Siapa yang ingin mempunyai nasib seperti dia. Tidak seorang pun mau menjadi seperti itu lalu bagaimana jika usaha-usaha yang dilakukan jauh dari yang diharapkan. Sangat jauh sekali. Sempat terbesit pikiran bagaimana dengan sahabat-sahabatku dahulu ketika masa kuliahnya jarang kuliah, jarang mengerjakan tugas dan yang kerjaanya berteriak-teriak dijalanan demi menuntut keadilan.  Apa yang salah dengan diri ini.
“Pak bisa tambal ban? ban saya bocor..”
“Di sini bukan tambal ban mbak, kalau mau ada 300 meter ke utara dari sini. Mbak lurus saja” jawabkuWanita berjilbab dan serba hijau itu lalu menghela nafas panjangnya seperti aku kasihan. Tetapi buat apa aku kasihan. Tak seorang pun kasihan padaku. Termasuk juga ibunya yang selalu membayang-bayangi untuk menyuruh segera menikah.
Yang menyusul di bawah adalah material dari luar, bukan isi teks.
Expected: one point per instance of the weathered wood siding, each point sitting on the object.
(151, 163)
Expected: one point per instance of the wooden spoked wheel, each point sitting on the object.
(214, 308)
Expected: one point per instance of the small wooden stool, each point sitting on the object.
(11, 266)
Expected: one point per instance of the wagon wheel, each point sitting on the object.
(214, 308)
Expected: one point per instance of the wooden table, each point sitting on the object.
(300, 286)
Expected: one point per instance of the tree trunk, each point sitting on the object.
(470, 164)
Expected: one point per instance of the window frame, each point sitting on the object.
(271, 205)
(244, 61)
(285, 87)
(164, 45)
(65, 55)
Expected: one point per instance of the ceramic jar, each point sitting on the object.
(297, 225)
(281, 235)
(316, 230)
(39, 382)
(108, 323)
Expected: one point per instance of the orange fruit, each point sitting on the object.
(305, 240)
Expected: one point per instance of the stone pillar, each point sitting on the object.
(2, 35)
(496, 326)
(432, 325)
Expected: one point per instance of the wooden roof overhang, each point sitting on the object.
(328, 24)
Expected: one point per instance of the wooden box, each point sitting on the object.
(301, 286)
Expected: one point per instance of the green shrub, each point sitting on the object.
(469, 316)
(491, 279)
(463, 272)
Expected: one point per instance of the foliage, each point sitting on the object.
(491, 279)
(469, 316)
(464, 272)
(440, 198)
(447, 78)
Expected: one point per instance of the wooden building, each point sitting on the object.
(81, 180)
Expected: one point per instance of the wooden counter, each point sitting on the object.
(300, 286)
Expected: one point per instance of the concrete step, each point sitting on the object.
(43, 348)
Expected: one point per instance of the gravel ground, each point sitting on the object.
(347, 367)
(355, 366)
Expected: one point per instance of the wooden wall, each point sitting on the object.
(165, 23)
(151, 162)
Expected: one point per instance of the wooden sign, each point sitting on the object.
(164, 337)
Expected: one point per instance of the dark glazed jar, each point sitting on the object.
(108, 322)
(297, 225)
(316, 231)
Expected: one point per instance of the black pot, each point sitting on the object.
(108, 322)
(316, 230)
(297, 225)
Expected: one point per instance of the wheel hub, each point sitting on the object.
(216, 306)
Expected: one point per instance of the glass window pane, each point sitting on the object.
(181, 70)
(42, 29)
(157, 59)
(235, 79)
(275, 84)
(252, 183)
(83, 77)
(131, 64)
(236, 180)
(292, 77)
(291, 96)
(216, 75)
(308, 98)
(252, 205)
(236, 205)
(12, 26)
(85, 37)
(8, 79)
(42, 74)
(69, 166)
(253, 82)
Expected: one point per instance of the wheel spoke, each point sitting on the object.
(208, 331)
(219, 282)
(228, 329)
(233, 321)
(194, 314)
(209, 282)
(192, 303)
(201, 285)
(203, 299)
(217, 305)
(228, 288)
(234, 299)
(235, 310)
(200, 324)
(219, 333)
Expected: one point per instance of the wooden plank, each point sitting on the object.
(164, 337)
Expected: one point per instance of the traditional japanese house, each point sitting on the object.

“Ya sudah pak, matur suwun”
“Andai saya tidak repot . Saya akan bantu mbak nuntun sepeda motor mbak.”
“Iya pak tidak apa-apa”
Perempuan cantik berbusana anggun dalam kesederhanaan. Nampaknya perempuan itu pandai. Kesan pertama. Selang beberapa detik hatinya berubah. Dia menawarkan untuk mengantar perempuan itu. Menuntun motornya sementara perempuan itu menaiki sepeda kayuh. Meninggalkan pekerjaannya sejenak. Kasihan jika perempuan secantik itu dibiarkan memapah motor. Alangkah pecundangnya laki-laki yang hanya bisa melotot melihat dia disepanjang jalan.
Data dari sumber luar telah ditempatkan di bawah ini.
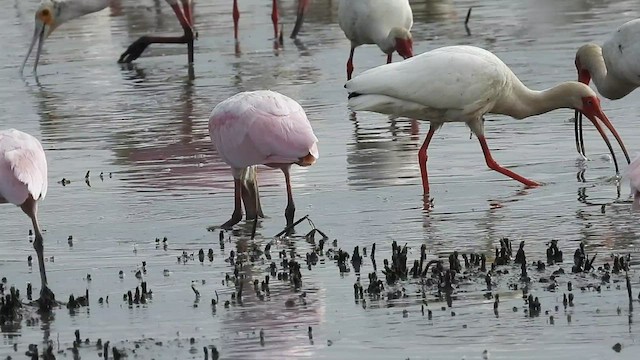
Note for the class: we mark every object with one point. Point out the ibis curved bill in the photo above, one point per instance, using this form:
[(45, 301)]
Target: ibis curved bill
[(461, 84)]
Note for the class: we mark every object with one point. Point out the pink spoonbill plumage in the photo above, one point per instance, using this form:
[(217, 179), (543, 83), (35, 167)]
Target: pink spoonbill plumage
[(261, 127), (386, 23), (462, 84), (23, 181), (614, 68)]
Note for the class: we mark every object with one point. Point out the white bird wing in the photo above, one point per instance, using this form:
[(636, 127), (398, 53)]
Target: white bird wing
[(23, 154), (621, 52), (261, 127), (369, 21), (453, 81)]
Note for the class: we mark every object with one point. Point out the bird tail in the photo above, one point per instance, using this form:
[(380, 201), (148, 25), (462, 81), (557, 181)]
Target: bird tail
[(250, 192)]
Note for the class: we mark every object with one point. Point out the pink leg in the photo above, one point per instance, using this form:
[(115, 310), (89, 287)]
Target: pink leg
[(236, 17), (350, 63), (493, 165), (274, 18), (422, 160), (186, 5)]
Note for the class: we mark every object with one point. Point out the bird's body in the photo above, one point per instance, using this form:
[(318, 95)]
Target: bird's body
[(614, 68), (23, 181), (633, 174), (385, 23), (461, 84), (261, 127)]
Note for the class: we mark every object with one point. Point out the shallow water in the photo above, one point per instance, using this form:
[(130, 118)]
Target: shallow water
[(146, 125)]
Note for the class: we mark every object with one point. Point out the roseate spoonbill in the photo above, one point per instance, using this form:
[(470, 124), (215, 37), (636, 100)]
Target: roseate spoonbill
[(53, 13), (386, 23), (633, 174), (23, 181), (462, 83), (261, 127), (614, 68)]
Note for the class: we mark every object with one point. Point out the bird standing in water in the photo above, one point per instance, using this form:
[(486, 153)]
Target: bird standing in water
[(261, 127), (386, 23), (23, 181), (462, 84), (614, 68)]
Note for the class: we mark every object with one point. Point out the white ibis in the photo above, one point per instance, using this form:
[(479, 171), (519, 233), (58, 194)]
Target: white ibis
[(461, 84), (386, 23), (23, 181), (614, 68), (261, 127)]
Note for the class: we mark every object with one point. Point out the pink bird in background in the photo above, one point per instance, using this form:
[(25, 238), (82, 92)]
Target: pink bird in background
[(23, 181), (261, 127), (633, 174)]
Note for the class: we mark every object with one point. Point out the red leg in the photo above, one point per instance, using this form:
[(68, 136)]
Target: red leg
[(236, 17), (422, 159), (186, 5), (350, 63), (493, 165), (274, 18)]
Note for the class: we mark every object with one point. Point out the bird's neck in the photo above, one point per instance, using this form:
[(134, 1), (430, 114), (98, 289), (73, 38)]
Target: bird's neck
[(607, 83), (522, 102), (71, 9)]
Perempuan itu mencari alamat. Dia tak pernah ke daerah itu sebelumnya. Sebelum ia menceritakan lebih jauh. Lambang meninggalkan wanita itu lalu mengayuh sepedahnya.
“Sampai disini saja ya mbak, kerjaan saya tadi menunggu”
Dengan perlahan mengayuh sepeda tua itu dia meninggalkan perempuan itu yang  menunggui sepeda motornya yang akan segera diperbaiki tukang tambal ban.

\\\

Musim panen ini tak seberuntung musim lalu. Helaian tangkai demi tangkai yang ditancapkan ke bumi tak seberuntung musim panen lalu. Seperti tak mau berbiji lagi. Sebagai manusia tak bisa apa-apa. Lagi-lagi manusia hanya bisa berusaha dan berusaha tetapi Allah yang berkehendak. Sabar ibu. Dia sisihkan gajinya yang tak seberapa. Biar begitu sawah yang tak seberapa itu yang membesarkan dia, yang membayar tiap tagihan-tagihan perkuliahan. Yang mengais setiap semester kepada sawah dan keringat ayahanda. Sayangnya ayahnya telah menghadap panggilan Sang Kreator Agung.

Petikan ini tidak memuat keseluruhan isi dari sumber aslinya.